Nu de notaris niet beter wist dan dat het een oprichting van een nieuwe besloten vennootschap betrof, waarbij de moeder de bestuurder was en de zoon in loondienst de feitelijke werkzaamheden zou verrichten, waren er geen bijzondere omstandigheden die hem ertoe hadden moeten brengen om voorlichting te geven over de risico’s die verbonden zijn aan het besturen van een vennootschap. Naar het oordeel van de kamer behoort het namelijk niet tot de taak van de notaris om bij een standaard oprichting van een nieuwe besloten vennootschap, de enig bestuurder en aandeelhouder te wijzen op de risico’s van onbehoorlijk bestuur.

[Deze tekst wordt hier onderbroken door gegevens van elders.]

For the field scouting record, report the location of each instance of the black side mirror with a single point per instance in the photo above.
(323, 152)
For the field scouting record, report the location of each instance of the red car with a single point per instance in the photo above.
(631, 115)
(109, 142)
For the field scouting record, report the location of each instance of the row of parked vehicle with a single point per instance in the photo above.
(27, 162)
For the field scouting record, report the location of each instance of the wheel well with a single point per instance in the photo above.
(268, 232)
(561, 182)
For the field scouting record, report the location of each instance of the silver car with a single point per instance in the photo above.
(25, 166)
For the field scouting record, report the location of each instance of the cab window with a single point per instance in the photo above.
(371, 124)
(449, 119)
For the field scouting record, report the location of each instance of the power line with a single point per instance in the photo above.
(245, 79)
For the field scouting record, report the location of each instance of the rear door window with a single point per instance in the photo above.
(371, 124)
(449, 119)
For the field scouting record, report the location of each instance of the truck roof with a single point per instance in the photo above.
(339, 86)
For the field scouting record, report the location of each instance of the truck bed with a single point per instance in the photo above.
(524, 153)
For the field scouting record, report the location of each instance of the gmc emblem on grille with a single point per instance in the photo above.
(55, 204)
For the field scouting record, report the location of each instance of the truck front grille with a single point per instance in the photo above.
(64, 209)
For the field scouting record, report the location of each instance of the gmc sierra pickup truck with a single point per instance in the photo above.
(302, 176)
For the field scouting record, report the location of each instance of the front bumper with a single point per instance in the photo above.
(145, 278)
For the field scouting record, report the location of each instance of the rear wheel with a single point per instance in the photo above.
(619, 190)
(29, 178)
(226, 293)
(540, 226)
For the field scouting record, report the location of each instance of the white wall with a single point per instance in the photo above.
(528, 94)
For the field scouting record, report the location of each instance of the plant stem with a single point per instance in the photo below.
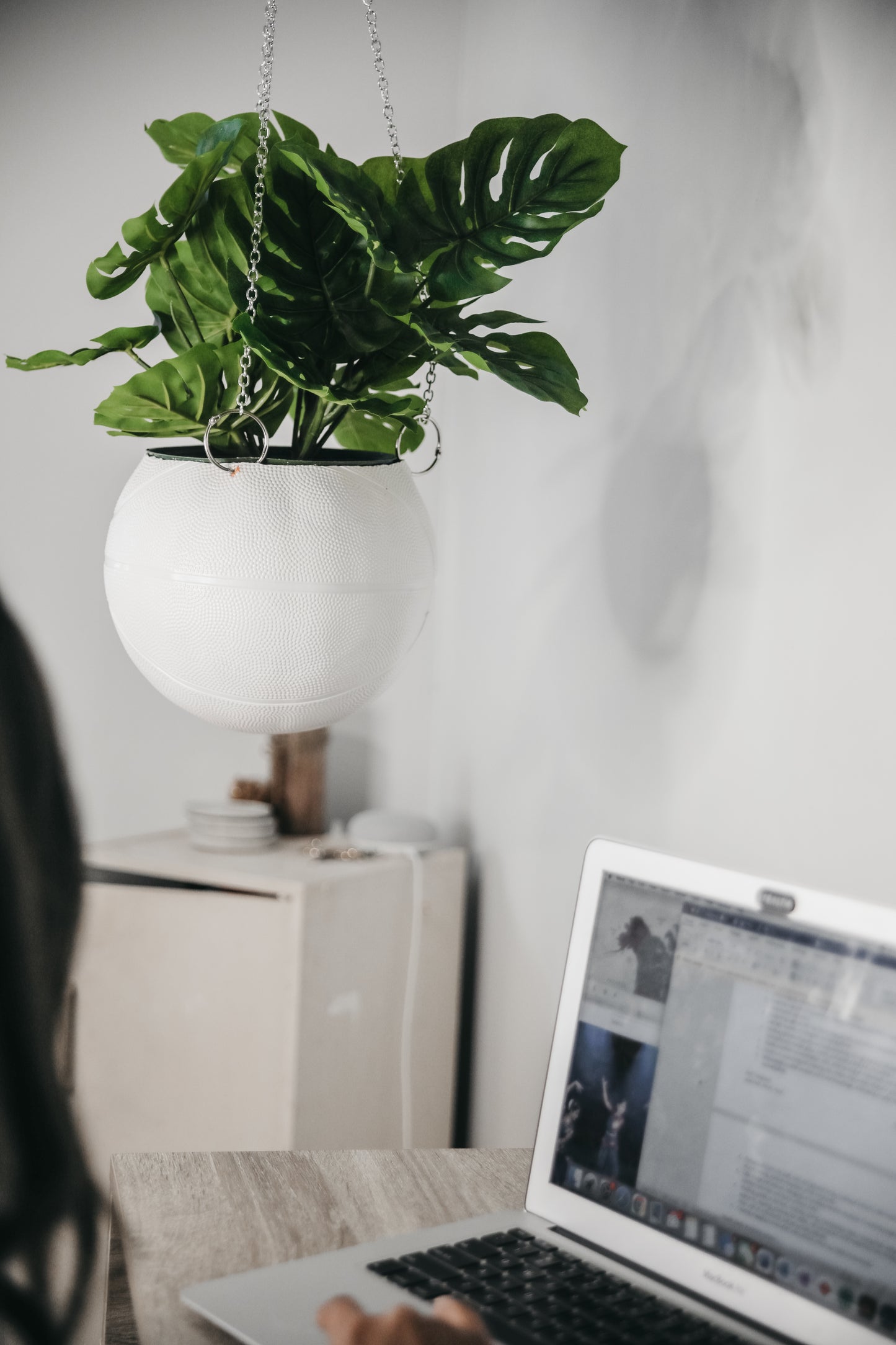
(311, 434)
(183, 299)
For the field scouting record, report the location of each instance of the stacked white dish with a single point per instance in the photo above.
(234, 826)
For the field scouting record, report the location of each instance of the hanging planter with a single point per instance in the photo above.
(281, 592)
(275, 603)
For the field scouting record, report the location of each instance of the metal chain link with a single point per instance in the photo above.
(389, 112)
(262, 108)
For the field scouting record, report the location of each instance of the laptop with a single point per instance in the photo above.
(715, 1158)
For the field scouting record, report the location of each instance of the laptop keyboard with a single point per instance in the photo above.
(531, 1293)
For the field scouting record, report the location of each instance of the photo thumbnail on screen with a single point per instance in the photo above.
(605, 1113)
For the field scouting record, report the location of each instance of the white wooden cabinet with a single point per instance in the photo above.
(268, 1017)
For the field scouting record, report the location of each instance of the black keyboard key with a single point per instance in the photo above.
(482, 1297)
(477, 1247)
(433, 1266)
(546, 1261)
(407, 1278)
(484, 1270)
(455, 1256)
(510, 1332)
(429, 1290)
(513, 1309)
(532, 1273)
(388, 1267)
(510, 1263)
(535, 1293)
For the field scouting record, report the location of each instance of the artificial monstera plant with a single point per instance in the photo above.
(363, 280)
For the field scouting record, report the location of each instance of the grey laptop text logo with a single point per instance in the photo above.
(777, 903)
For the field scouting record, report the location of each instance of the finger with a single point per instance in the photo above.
(340, 1318)
(455, 1313)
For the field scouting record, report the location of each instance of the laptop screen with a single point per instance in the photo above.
(734, 1084)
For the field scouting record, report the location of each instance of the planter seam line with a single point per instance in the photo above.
(238, 700)
(262, 586)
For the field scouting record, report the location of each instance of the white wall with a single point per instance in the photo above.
(669, 620)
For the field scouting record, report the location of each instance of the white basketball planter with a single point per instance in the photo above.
(276, 601)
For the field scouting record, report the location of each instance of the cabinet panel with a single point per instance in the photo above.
(186, 1014)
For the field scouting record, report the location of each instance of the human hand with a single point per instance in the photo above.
(451, 1324)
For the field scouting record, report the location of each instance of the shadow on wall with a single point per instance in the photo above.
(737, 280)
(350, 770)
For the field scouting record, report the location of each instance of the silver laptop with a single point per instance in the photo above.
(716, 1151)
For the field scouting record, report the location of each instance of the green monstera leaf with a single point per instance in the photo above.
(176, 398)
(363, 432)
(118, 339)
(195, 288)
(195, 132)
(352, 194)
(504, 195)
(320, 287)
(531, 362)
(154, 235)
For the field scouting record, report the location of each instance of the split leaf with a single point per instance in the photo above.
(116, 341)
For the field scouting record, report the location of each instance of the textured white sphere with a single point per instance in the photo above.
(276, 601)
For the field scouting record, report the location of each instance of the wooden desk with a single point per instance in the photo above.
(184, 1218)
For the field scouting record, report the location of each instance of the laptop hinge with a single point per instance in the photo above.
(680, 1289)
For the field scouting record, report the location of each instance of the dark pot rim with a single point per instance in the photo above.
(324, 457)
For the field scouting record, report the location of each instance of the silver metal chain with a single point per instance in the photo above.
(389, 112)
(262, 108)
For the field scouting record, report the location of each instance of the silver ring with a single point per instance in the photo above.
(438, 447)
(230, 467)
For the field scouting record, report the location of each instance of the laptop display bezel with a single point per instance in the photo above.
(687, 1266)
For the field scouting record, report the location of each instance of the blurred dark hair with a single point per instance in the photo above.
(45, 1182)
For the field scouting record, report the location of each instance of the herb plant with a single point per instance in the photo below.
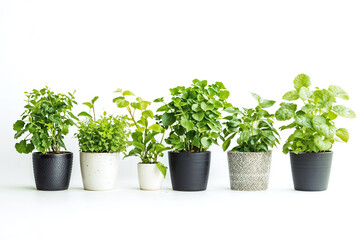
(46, 120)
(108, 134)
(146, 146)
(254, 126)
(193, 115)
(313, 123)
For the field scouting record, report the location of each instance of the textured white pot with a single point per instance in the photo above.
(99, 170)
(150, 177)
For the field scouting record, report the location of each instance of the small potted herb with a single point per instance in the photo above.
(193, 118)
(45, 122)
(151, 172)
(101, 141)
(314, 131)
(250, 160)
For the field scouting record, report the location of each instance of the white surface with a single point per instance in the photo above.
(150, 177)
(148, 47)
(99, 171)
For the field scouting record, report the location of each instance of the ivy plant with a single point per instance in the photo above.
(313, 121)
(193, 115)
(144, 141)
(45, 121)
(108, 134)
(253, 126)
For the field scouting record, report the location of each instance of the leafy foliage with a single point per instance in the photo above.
(143, 138)
(46, 120)
(313, 123)
(108, 134)
(254, 126)
(193, 115)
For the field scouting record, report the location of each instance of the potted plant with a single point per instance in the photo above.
(45, 122)
(101, 141)
(314, 131)
(250, 160)
(151, 172)
(193, 118)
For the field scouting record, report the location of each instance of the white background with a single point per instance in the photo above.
(149, 47)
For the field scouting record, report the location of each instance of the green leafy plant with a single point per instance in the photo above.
(313, 123)
(193, 115)
(254, 126)
(46, 120)
(146, 146)
(108, 134)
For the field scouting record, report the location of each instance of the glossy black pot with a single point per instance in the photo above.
(311, 171)
(189, 171)
(52, 171)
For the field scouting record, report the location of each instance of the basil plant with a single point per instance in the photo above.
(314, 121)
(146, 146)
(193, 115)
(253, 126)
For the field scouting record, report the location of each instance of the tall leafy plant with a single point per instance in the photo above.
(193, 115)
(146, 146)
(314, 121)
(253, 126)
(45, 121)
(108, 134)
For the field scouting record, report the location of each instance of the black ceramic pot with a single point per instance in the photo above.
(311, 171)
(189, 171)
(52, 171)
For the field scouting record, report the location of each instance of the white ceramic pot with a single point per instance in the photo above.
(150, 177)
(99, 170)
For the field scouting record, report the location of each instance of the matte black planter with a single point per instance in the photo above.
(311, 171)
(189, 171)
(52, 171)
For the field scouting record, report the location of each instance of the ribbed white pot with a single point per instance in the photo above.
(150, 177)
(99, 170)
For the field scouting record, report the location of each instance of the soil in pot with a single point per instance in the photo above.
(150, 177)
(189, 171)
(249, 171)
(52, 171)
(311, 171)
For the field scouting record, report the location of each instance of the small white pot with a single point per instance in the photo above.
(150, 177)
(99, 170)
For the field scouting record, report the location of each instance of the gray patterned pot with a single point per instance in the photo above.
(249, 171)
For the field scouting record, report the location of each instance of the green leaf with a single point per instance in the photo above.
(320, 125)
(188, 125)
(267, 103)
(198, 116)
(338, 92)
(128, 93)
(344, 111)
(155, 127)
(168, 119)
(291, 95)
(85, 114)
(305, 93)
(162, 168)
(322, 144)
(286, 111)
(18, 125)
(343, 134)
(301, 80)
(205, 142)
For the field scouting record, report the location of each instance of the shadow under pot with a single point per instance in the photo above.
(311, 171)
(249, 171)
(150, 177)
(52, 171)
(99, 171)
(189, 171)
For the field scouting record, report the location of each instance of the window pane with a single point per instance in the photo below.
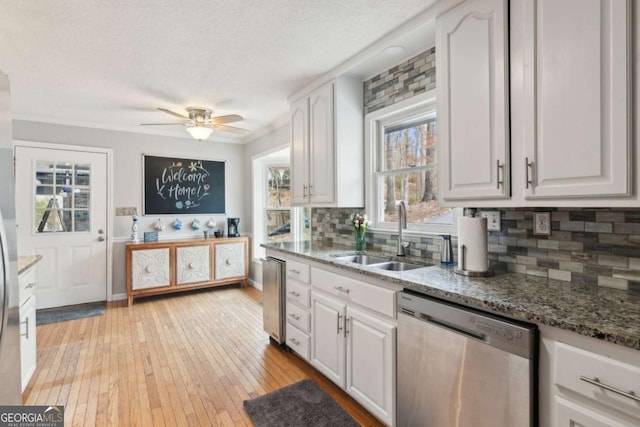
(44, 173)
(409, 146)
(419, 192)
(278, 226)
(82, 174)
(279, 189)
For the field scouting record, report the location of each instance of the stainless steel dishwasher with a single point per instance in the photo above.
(460, 367)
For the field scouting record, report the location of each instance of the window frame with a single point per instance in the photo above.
(375, 122)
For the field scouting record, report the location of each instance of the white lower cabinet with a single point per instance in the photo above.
(370, 379)
(356, 351)
(328, 341)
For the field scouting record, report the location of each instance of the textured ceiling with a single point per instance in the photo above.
(110, 64)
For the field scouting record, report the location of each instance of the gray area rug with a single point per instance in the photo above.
(70, 312)
(300, 404)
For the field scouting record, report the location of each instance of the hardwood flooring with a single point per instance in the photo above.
(180, 360)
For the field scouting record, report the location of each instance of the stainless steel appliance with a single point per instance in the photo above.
(461, 367)
(273, 277)
(11, 389)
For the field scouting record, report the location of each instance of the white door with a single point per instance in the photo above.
(327, 348)
(61, 207)
(578, 92)
(473, 101)
(299, 152)
(371, 363)
(321, 137)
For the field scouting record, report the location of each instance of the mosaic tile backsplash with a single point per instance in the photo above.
(593, 247)
(403, 81)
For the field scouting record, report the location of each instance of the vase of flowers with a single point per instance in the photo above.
(360, 225)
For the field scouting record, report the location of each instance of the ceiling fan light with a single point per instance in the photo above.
(199, 132)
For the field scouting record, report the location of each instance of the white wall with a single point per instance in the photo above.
(127, 177)
(273, 141)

Verder constateert de kamer dat de voorlichting die bij een dergelijke eenvoudige oprichting van een besloten vennootschap past, door middel van toezending van een conceptakte en een toelichting daarop, heeft plaatsgevonden.

Dit klachtonderdeel zal dan ook ongegrond worden verklaard.

Klachtonderdeel 2: meegewerkt aan benadeling crediteuren

4.4 De notaris heeft in zijn verweer erop gewezen dat geen inbreng van de eenmanszaak van de zoon van klaagster, en derhalve evenmin van eventuele schulden van deze eenmanszaak, in de op te richten besloten vennootschap heeft plaatsgevonden.

De kamer stelt vast dat om deze reden geen sprake kan zijn van benadeling van eventuele schuldeisers van de eenmanszaak.

Het tweede klachtonderdeel mist derhalve feitelijke grondslag en zal om die reden ongegrond worden verklaard.

5. De beslissing

De kamer voor het notariaat in het ressort Arnhem-Leeuwarden

- verklaart de klacht in beide onderdelen ongegrond.

Deze beslissing is gegeven door mr. I.C.J.I.M. van Dorp, voorzitter,

mr. M.J.C. van Leeuwen, mr. E.R. Koers, mr. J.T.J. Heijstek en mw A. Roesink-Kragt, leden, en in tegenwoordigheid van mr. W.E. Markus-Burger, secretaris, door de voorzitter in het openbaar uitgesproken op 6 juli 2017.